The CTL of 11. claims 10, wherein said HLA antigen is HLA-A2.

12. separated CTL, it is to require 1 oligopeptides to induce by right to use.

13. the CTL of claim 12, wherein said CTL induces by the method for any one in claim 6-8.

14. 1 kinds of separated antigen presenting cells, this cell is presented the mixture of the oligopeptides of HLA antigen and claim 1 on its surface.

The antigen presenting cell of 15. claims 14, wherein said HLA antigen is HLA-A2.

16. the antigen presenting cell of claims 14 or 15, wherein said antigen presenting cell is to induce by the method for any one in claim 3-5.

17. are selected from least one activeconstituents of lower group:

(a) one or more oligopeptides claimed in claim 1;

(b) polynucleotide of one or more oligopeptides claimed in claim 1 of encoding;

(c) the separated CTL of any one in one or more claims 9-13; With

(d) the separated antigen presenting cell of any one in one or more claims 14-16

For the preparation of induction in experimenter for the purposes in the vaccine of the immunne response of cancer.

The purposes of 18. claims 17, wherein said experimenter is the HLA-A2 positive.

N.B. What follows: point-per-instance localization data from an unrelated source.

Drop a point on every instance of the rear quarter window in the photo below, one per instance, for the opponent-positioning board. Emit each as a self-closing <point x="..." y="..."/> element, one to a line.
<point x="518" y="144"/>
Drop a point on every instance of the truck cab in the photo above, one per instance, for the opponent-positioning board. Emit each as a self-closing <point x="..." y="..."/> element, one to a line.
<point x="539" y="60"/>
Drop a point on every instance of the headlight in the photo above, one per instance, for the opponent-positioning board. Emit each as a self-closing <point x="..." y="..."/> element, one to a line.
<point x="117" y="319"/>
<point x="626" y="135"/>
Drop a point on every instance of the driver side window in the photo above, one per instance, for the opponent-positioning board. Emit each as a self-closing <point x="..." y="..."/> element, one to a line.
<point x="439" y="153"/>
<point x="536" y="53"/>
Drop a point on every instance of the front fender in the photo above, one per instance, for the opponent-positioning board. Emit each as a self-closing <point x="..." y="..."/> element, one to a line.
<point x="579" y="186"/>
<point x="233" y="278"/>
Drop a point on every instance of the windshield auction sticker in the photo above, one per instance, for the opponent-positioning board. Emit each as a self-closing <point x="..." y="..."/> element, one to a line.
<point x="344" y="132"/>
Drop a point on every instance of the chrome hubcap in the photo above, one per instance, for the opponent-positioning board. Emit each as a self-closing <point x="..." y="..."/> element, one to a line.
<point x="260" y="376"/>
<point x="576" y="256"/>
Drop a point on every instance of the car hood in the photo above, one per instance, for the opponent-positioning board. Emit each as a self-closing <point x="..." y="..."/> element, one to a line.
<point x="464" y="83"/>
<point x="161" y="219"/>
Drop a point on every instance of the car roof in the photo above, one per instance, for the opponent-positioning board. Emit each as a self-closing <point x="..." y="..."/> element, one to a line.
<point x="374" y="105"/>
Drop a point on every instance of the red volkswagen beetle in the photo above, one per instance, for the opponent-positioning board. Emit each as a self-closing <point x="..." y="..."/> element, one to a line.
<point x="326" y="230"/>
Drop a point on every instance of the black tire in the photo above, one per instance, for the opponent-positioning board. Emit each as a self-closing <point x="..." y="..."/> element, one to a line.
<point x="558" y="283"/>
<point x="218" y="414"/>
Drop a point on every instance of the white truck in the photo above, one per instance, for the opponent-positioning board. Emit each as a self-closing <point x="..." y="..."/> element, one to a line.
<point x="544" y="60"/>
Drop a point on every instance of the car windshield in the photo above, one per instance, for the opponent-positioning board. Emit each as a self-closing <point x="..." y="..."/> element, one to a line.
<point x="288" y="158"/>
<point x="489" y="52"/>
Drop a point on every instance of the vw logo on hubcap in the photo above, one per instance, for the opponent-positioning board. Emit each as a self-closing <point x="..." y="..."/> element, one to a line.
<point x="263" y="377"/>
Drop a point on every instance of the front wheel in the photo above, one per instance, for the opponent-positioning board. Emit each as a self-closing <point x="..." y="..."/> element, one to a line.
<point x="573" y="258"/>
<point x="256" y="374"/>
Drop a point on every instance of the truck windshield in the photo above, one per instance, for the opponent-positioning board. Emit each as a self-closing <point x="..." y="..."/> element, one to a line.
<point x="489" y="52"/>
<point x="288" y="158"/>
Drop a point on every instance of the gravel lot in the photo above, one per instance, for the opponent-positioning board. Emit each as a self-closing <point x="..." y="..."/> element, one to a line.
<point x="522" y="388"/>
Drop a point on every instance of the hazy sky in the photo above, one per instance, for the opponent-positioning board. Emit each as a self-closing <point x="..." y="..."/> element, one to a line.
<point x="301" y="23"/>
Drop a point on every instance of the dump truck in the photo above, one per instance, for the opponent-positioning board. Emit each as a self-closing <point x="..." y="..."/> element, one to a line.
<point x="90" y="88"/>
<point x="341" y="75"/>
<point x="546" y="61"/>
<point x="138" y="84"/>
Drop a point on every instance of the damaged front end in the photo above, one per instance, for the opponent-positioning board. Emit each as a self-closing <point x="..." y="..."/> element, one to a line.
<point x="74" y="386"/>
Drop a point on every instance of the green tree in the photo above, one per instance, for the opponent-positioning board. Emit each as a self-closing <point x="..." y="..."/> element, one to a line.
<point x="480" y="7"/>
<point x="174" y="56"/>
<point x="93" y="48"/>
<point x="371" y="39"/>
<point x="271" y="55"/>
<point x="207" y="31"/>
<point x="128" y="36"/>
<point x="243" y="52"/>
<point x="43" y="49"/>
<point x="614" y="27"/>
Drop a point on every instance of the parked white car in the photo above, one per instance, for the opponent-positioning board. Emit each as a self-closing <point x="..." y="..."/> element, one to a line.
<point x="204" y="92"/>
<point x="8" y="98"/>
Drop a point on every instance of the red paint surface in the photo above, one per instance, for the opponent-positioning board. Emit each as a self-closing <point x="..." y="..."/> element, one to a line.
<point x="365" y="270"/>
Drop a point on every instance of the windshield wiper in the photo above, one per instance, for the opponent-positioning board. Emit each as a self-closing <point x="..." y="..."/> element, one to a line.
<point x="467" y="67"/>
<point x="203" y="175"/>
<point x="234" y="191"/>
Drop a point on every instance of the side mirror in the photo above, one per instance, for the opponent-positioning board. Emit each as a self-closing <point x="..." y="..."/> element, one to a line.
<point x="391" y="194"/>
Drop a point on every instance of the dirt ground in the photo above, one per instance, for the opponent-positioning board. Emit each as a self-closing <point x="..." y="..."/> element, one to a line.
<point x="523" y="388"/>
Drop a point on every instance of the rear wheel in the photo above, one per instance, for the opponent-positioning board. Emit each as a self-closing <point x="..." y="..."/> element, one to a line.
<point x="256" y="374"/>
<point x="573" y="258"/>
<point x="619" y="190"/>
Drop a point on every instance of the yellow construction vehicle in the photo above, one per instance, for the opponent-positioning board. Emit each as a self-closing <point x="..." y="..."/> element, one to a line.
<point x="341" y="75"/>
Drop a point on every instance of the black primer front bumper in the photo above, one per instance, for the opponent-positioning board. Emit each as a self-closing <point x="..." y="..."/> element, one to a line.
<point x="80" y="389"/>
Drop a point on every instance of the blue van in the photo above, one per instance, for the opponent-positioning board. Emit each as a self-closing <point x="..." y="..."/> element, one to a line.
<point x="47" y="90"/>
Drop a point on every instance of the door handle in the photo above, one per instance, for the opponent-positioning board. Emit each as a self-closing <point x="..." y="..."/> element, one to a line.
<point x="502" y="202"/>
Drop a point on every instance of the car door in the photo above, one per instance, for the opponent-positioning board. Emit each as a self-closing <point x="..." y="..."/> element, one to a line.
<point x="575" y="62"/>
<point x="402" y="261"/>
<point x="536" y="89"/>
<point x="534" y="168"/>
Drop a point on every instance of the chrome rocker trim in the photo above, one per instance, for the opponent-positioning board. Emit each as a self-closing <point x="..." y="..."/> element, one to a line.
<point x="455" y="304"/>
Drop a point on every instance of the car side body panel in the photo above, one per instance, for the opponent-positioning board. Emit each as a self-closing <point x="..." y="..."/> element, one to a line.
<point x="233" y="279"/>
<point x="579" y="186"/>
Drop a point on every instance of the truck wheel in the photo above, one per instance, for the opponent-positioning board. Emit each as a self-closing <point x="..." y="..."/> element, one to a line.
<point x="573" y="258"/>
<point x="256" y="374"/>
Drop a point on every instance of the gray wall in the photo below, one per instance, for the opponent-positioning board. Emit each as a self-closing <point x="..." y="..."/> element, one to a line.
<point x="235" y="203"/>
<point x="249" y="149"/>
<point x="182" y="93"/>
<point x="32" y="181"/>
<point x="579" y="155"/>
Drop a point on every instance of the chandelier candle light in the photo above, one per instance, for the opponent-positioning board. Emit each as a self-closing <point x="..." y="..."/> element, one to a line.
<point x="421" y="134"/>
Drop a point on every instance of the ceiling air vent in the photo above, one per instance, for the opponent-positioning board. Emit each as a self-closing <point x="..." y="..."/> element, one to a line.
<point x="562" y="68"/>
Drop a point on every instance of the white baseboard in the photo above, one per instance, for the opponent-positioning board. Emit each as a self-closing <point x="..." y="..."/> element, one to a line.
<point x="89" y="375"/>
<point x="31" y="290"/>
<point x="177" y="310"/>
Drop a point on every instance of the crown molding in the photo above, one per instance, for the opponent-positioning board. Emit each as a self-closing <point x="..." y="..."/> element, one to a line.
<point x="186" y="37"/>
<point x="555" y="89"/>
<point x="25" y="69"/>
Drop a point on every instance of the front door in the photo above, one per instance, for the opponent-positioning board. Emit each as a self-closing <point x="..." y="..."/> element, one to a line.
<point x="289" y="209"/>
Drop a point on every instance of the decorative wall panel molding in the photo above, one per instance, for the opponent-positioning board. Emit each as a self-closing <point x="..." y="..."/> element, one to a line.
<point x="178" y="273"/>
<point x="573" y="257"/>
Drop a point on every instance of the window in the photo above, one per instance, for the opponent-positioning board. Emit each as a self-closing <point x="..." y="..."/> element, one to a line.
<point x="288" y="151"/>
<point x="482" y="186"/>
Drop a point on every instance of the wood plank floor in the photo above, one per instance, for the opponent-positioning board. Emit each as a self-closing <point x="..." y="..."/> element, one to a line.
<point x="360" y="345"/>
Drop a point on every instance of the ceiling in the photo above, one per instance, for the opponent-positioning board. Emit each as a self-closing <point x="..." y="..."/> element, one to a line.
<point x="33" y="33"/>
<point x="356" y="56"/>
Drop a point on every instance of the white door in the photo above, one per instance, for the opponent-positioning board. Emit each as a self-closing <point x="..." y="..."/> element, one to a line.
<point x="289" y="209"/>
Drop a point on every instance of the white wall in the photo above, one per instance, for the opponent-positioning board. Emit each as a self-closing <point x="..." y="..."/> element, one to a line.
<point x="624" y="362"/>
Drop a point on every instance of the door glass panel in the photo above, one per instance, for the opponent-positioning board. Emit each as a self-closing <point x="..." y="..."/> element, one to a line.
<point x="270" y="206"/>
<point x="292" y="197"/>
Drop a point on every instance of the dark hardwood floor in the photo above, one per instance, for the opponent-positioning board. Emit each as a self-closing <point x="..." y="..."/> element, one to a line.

19. 1 kinds are used for the treatment of and/or preventing cancer and/or prevent the medicament of its recurrence after operation, and wherein this kit is containing pharmaceutically acceptable at least one activeconstituents that supports body and be selected from lower group:

(a) oligopeptides claimed in claim 1;

(b) the encode polynucleotide of oligopeptides claimed in claim 1;

(c) one or more present the antigen presenting cell of the oligopeptides of claim 1 and the mixture of HLA antigen in its surface; With

(d) one or more can be in conjunction with the CTL of the oligopeptides of claim 1 on cell surface and the mixture of HLA antigen.

20. 1 kinds for inducing the medicament of CTL, and wherein this kit is containing pharmaceutically acceptable at least one activeconstituents that supports body and be selected from lower group:

(a) oligopeptides claimed in claim 1;

(b) the encode polynucleotide of oligopeptides claimed in claim 1;

(c) one or more present the antigen presenting cell of the oligopeptides of claim 1 and the mixture of HLA antigen in its surface.

The medicament of 21. claims 19, wherein said medicament is formulated as for the experimenter of the HLA-A2 positive is used.

The medicament of 22. claims 20, wherein said medicament is formulated as for the experimenter of the HLA-A2 positive is used.

The medicament of any one in 23. claim 19-22, it is vaccine.

24. are selected from the activeconstituents of lower group:

(a) oligopeptides claimed in claim 1;

(b) polynucleotide in coding oligopeptides claimed in claim 1 that can expression-form;

(d) one or more can be in conjunction with the CTL of the oligopeptides of claim 1 on cell surface and the mixture of HLA antigen

In the pharmaceutical composition for the preparation for the treatment of cancer or the purposes in medicament.

25. the purposes of claim 24, wherein said pharmaceutical composition or medicament are formulated as for the experimenter of the HLA-A2 positive is used.

26. the purposes of the oligopeptides of claim 1 in the agent of antigen presenting cell for the preparation of induction with CTL inducibility.

The purposes of the oligopeptides of 27. claims 1 in the agent for the preparation of induction CTL.